Posted in Biography, Books, Caribbean/Latin America, History, Media Archive, Mexico, Monographs, United States on 2011-09-22 22:14Z by Steven

Pio Pico: The Last Governor of Mexican California

University of Oklahoma Press
2010
256 pages
5.5″ x 8.5″, Illustrations: 7 B&W Illus.
Hardcover ISBN: 9780806140902
Paperback ISBN: 9780806142371

Carlos Manuel Salomon, Associate Professor of Ethnic Studies
California State University, East Bay

The first biography of a politically savvy Californio who straddled three eras

Two-time governor of Alta California and prominent businessman after the U.S. annexation, Pío de Jesus Pico was a politically savvy Californio who thrived in both the Mexican and the American periods. This is the first biography of Pico, whose life vibrantly illustrates the opportunities and risks faced by Mexican Americans in those transitional years.

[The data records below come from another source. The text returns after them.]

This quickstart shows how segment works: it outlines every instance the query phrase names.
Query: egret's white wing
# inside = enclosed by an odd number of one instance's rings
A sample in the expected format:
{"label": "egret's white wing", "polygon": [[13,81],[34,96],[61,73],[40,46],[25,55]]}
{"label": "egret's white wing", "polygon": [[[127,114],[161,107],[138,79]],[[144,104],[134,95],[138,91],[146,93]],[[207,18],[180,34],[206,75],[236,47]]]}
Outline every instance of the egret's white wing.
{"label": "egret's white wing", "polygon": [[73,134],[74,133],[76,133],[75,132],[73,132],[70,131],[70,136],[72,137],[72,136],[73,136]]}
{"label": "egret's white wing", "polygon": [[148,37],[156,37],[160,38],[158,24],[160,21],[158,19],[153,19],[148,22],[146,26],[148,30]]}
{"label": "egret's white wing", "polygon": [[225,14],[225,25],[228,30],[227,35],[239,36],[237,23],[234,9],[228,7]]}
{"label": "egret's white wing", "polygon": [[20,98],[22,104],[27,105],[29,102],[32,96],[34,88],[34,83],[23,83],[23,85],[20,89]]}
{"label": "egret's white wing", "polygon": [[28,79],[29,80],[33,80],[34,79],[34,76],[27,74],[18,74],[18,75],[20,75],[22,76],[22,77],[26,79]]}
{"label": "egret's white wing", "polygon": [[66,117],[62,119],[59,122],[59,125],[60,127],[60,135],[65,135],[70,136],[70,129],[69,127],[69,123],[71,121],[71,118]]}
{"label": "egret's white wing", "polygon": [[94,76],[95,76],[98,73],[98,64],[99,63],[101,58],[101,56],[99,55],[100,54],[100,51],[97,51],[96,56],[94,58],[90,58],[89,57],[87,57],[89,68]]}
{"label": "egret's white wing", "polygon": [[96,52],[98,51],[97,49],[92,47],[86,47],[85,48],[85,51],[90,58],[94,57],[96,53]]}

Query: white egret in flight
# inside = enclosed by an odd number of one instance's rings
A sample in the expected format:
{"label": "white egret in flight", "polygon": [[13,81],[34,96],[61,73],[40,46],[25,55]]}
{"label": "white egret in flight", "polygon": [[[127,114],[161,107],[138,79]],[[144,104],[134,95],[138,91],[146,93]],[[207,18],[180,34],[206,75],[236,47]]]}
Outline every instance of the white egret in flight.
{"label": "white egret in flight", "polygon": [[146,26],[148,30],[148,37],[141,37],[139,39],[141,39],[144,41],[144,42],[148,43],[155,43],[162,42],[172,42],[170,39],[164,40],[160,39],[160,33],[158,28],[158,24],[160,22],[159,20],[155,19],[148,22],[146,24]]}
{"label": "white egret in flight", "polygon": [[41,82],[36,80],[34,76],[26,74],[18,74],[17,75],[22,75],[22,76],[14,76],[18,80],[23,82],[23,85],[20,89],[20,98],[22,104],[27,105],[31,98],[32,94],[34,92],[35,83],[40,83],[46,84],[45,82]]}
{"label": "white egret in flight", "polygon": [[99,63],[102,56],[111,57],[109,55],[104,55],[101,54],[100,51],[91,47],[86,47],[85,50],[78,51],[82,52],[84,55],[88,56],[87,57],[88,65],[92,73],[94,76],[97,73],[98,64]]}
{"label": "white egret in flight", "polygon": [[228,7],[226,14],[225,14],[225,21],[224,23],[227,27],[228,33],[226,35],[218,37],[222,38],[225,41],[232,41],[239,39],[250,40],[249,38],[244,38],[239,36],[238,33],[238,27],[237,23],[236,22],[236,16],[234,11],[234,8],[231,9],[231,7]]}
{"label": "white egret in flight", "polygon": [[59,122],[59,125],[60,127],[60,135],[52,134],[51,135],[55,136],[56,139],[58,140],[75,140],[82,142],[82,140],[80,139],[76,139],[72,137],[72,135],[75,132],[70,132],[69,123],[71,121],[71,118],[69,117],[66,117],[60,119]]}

Carlos Manuel Salomon breathes life into the story of Pico, who—despite his mestizo-black heritage—became one of the wealthiest men in California thanks to real estate holdings and who was the last major Californio political figure with economic clout. Salomon traces Pico’s complicated political rise during the Mexican era, leading a revolt against the governor in 1831 that swept him into that office. During his second governorship in 1845 Pico fought in vain to save California from the invading forces of the United States.

Pico faced complex legal and financial problems under the American regime. Salomon argues that it was Pico’s legal struggles with political rivals and land-hungry swindlers that ultimately resulted in the loss of Pico’s entire fortune. Yet as the most litigious Californio of his time, he consistently demonstrated his refusal to become a victim.

Pico is an important transitional figure whose name still resonates in many Southern California locales. His story offers a new view of California history that anticipates a new perspective on the multicultural fabric of the state.